Therefore, the following hypotheses are proposed:
Hypothesis 3.
JC moderates the relationship between SDF and ER, such that there will be a stronger positive relationship when JC is high.
Hypothesis 4.
The positive indirect effect of SDF on employee JS—via ER—is moderated by JC, so that the indirect effect is stronger when JC is high.
This study constructs a mechanism of the influence of SDF on employee JS and concludes that SDF affects employee JS through the mediating role of ER. It is also hypothesized that the mediating role of ER varies somewhat among individuals with different degrees of JC. A theoretical model of these ideas is shown in Figure 1.

3. Materials and Methods

3.1. Participants and Procedure

With the assistance of human resource managers, we randomly distributed questionnaires to 400 full-time employees from technology companies in northeast China online. Data were collected at the beginning of June 2021, and the return of the questionnaires was completed in July 2021. Samples were collected from different geographical regions of China, including the cities of Harbin, Beijing, Shenyang, Chongqing, and Fushun, for richer sampling. A critical incident methodology was used to test participants’ reactions to specific events in a general survey [49].
We collected data in two waves to greatly reduce the common method bias (CMB) [50]. At Time 1, the distributed questionnaires had three parts. The first part was a short introduction to the content of the questionnaire and the uses of the questionnaire data. The second part was mainly for control variables, intended for the preliminary screening of respondents and the collection of their basic information, such as their gender, age, education, and tenure. The third part was the main part of the questionnaire, which contained the measurement scales for three variables: SDF, ER, and JC. At Time 2, two weeks after the completion of the first questionnaire study, employees were asked to rate their JS.
The total number of questionnaires distributed at Time 1 was 400, and 361 questionnaires were collected. At Time 2, questionnaires were distributed to subjects who completed the questionnaires at Time 1, and 307 questionnaires were recovered.
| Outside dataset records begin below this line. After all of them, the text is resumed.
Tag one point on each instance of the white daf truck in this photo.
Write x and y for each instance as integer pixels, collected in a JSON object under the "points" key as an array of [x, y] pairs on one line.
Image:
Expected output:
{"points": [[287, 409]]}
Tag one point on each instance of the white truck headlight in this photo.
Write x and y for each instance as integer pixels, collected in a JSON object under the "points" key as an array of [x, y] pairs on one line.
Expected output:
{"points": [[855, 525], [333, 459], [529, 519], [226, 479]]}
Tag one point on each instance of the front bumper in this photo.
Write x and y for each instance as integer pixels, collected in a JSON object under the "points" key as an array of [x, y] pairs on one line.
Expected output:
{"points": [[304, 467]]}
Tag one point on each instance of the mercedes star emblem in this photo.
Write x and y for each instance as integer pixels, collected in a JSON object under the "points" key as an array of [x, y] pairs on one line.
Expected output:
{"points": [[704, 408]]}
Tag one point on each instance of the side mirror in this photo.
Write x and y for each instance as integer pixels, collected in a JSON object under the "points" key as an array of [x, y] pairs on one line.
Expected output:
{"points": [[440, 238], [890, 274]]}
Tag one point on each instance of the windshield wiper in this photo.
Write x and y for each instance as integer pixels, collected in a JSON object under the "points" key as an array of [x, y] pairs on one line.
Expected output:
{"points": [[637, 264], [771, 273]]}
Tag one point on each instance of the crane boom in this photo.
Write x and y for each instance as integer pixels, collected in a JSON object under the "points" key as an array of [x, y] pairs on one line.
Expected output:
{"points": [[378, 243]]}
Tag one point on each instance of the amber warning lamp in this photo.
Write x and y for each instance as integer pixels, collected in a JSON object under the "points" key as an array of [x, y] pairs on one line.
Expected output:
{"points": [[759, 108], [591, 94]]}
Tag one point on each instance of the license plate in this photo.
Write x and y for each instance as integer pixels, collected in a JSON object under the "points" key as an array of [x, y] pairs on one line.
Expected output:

The researchers matched the two questionnaires and finally synthesized the complete questionnaires. After excluding the questionnaires that were obviously not carefully completed, in which there were missing data, or questionnaires that could not be matched, 296 valid questionnaires remained, and the valid questionnaire recovery rate was 74.00%. The basic information of the sample is shown in Table 1. The proportion of male employees and female employees in the valid sample was the same; in terms of education, those with bachelor’s degrees accounted for the highest proportion of 59.12% of the valid sample; those aged 26–35 were in the majority, accounting for 63.44%; and those with less than five years of service were in the majority, accounting for 56.08% of the valid sample.

3.2. Measurement

All scales used in this study were derived from previous research published in reputable journals, guaranteeing their accuracy. Standard translation and back-translation processes were used to translate the measurement items utilized in English into Chinese [51]. Two bilingual doctoral students were chosen to translate the English questionnaire into Chinese, and later, one lecturer and two doctoral students were selected to translate the Chinese questionnaire back into English. After completing these steps, 10 employees from different companies were asked to participate in a pre-survey to ensure the accuracy of the questionnaire’s language. The wording of the questionnaire was appropriately modified to avoid distortion to ensure that it matched the expression habits of employees. A classic 5-point Likert scale was used (1 = strongly disagree; 5 = strongly agree) in the survey questionnaire, and all materials were presented in Chinese.
SDF: We used the three-item scale developed by Zhou [13] to identify SDF. Sample items included: “While giving me feedback, my supervisor focuses on helping me to learn and improve”, and “My supervisor provides me with useful information on how to improve my job performance”. The Cronbach’s alpha was 0.84.
ER: ER was measured using the six-item scale developed by Smith et al. [52]. A sample item read: “I usually come through difficult times with little trouble”. The Cronbach’s alpha was 0.83.
JC: JC was measured by the three-item scale adapted from Shaw and Gupta [53]. Sample items included: “My job requires a high level of skill”, and “My job requires a lot of mental effort”. The Cronbach’s alpha was 0.72.
JS: This variable was measured using the scale developed by Liu et al. [54], which includes 3 items, some of which were: “In conclusion, I am satisfied with my job”, and “In general, I like working here”. In the present study, the Cronbach α coefficient of this scale was 0.88.
Control variables. Previous studies have shown that age, organizational tenure, gender (0 = female, 1 = male), and education (1 = have a junior college degree or below, 2 = have a bachelor’s degree, 3 = have a master’s degree, and 4 = have a doctoral degree) could potentially influence employee perceptions and behaviors [55,56,57]. Therefore, the above variables were controlled for in this study.

4. Results

4.1. Analytical Strategy and Preliminary Analysis

The study used SPSS 26.0 and Mplus 7.4 for statistical analysis. First, validation factor analysis was used to test the construct validity, and descriptive statistics and stratified regression analysis were performed to test the hypotheses with the help of SPSS 26.0 software. To ensure the credibility of the results, the mediating effects and moderated mediating effects were tested with the help of the PROCESS plug-in using bootstrapping.
The results of the validation factor analysis are shown in Table 2. The fit indices of the four-factor model were better than those of the other factor models (χ2 = 102.98, df = 48, χ2/df = 2.15, CFI = 0.97, TLI = 0.96, RMSEA = 0.06, SRMR = 0.05). It is evident that there is good discriminant validity among the variables in this study.
Since SDF, ER, JC, and JS are self-rated by employees, CMB may exist. In this study, the severity of the CMB deviation was tested using Harman’s one-way method. The results indicated that the first factor explained only 29.56% of the variance, and the problem of CMB in this study was acceptable.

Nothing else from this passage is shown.